Ekstensifikasi Melalui Pajak Belanja Online

Hari ini, setidaknya di Kota Bandung khususnya dan kota lainnya di Jawa Barat, gadget dan internet adalah bagian dari helaan nafas. Maksudnya, kita semua sudah sedemikian bergantung kedua instrumen tadi hingga bisa mati (gaya) jika tidak mengaksesnya.

Selain menunjang produktivitas, fungsi keduanya pun tidak bisa lepaskan dari instrumen baru kehidupan sosial masyarakat Indonesia yang bergantung kepada teknologi dalam melakukan relasi individu dan kelompok. Menariknya, ikatan relasi ini juga diperkuat gaya hidup eksis-narsis yang kian kentara.

Cerita adiksi ini kian berlanjut jika kita mengingat betapa kemacetan telah pula menjadi bagian tak terpisahkan dari masyarakat urban di Jawa Barat. Kemanapun melangkah, terkecuali dini hari, kita selalu disergap antrian kendaraan. Akhir pekan pun selalu disergap macet mengular.

Karena itulah, tingkat ketergantungan kepada gadget dan internet, boleh jadi kian menguat dengan fenomena kemacetan ini. Dalam artian, akses remote menjadi pilihan dalam menyelesaikan berbagai hal. Termasuk diantaranya adalah berbelanja secara online.

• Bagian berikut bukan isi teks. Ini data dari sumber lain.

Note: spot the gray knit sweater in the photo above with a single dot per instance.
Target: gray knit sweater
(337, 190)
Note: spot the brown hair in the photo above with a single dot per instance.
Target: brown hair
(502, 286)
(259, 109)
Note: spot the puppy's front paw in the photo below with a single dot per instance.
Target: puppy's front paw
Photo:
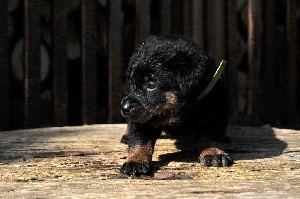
(136, 169)
(215, 157)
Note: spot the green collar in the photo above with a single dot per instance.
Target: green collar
(214, 80)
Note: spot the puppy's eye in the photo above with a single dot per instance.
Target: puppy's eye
(149, 82)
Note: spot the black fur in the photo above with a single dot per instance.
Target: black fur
(164, 78)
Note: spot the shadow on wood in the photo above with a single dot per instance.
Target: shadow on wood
(248, 143)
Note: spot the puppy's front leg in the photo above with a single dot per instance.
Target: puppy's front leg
(140, 141)
(212, 155)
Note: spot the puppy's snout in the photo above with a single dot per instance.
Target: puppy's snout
(127, 104)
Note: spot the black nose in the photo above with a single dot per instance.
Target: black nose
(127, 105)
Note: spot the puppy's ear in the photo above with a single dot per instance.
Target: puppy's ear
(193, 70)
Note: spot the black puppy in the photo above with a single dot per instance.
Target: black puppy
(164, 80)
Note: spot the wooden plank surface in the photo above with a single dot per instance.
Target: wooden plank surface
(84, 162)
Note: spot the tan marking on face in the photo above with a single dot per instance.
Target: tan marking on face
(171, 98)
(140, 154)
(168, 110)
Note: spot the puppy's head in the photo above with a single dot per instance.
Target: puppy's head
(164, 75)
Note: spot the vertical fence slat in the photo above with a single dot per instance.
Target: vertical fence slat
(4, 68)
(166, 17)
(254, 57)
(60, 70)
(291, 32)
(233, 51)
(215, 27)
(177, 20)
(142, 23)
(115, 60)
(32, 42)
(188, 17)
(271, 94)
(89, 61)
(198, 22)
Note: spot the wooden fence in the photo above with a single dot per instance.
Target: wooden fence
(258, 38)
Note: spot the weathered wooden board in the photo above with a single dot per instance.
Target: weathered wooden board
(71, 162)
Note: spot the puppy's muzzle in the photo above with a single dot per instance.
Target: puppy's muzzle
(127, 105)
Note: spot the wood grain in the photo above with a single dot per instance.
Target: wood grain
(84, 162)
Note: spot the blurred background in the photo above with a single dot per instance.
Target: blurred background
(62, 61)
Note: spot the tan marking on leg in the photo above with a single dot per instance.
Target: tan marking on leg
(211, 152)
(140, 154)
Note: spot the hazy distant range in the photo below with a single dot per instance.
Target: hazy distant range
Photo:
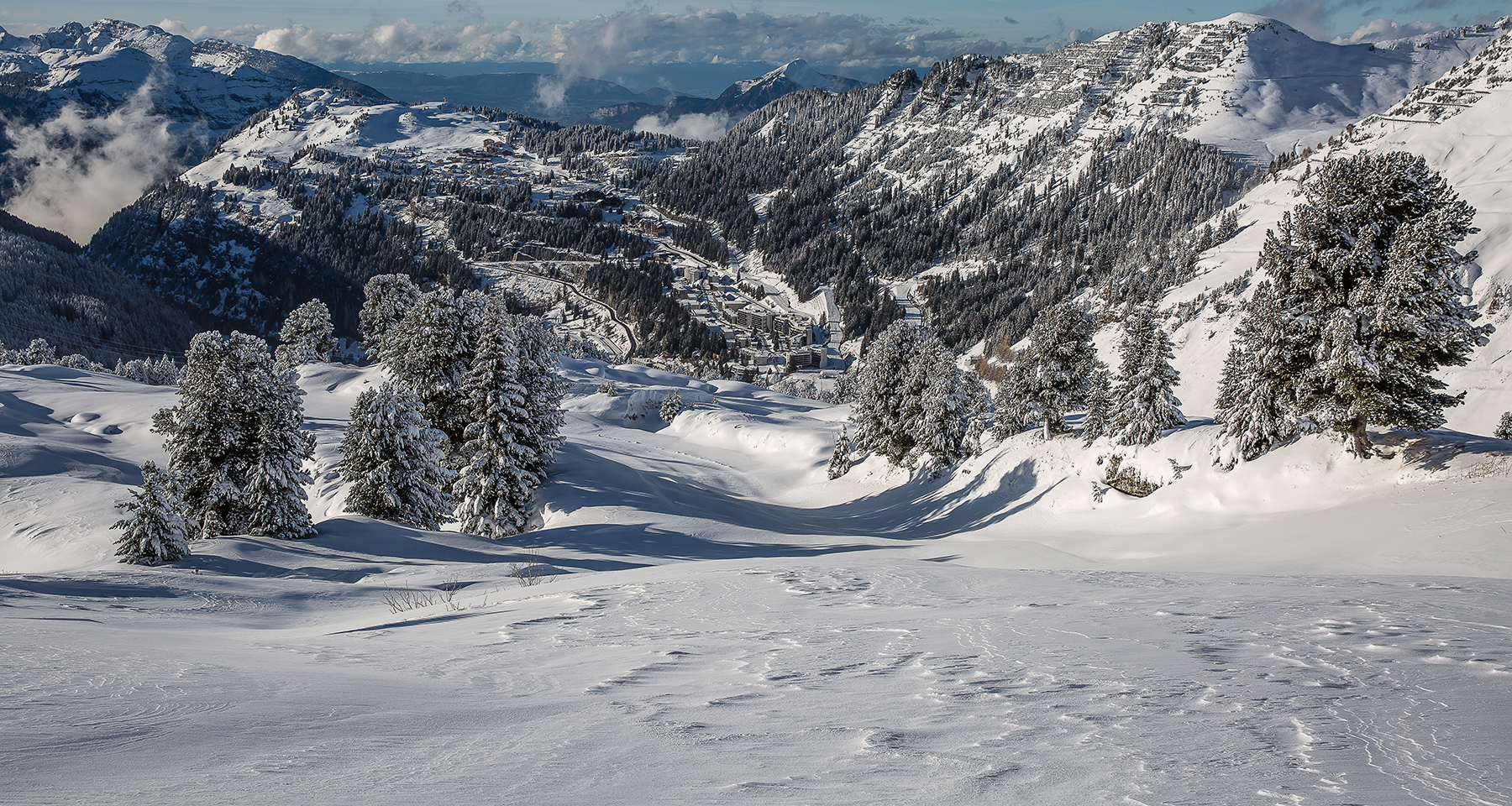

Sejumlah fakta mengejutkan datang dari Indonesia terkait belanja via internet ini. Data dari Mastercard, penyedia jaringan kartu kredit terbesar di dunia, tahun 2013 lalu menyebutkan, pada tiga bulan pertama tahun 2013, Indonesia menduduki posisi tertinggi pengguna belanja online.

Hasil survei Master Card menunjukkan, sekitar 54,5 persen responden asal Indonesia menggunakan telepon seluler pintar mereka untuk berbelanja online.
Survei provider tersebut juga menyebutkan pengguna ponsel pintar untuk belanja online di Indonesia berada di peringkat teratas untuk kawasan Asia Pasifik. Posisi Indonesia diikuti Cina (54,1 persen responden) dan Thailand (51 persen responden).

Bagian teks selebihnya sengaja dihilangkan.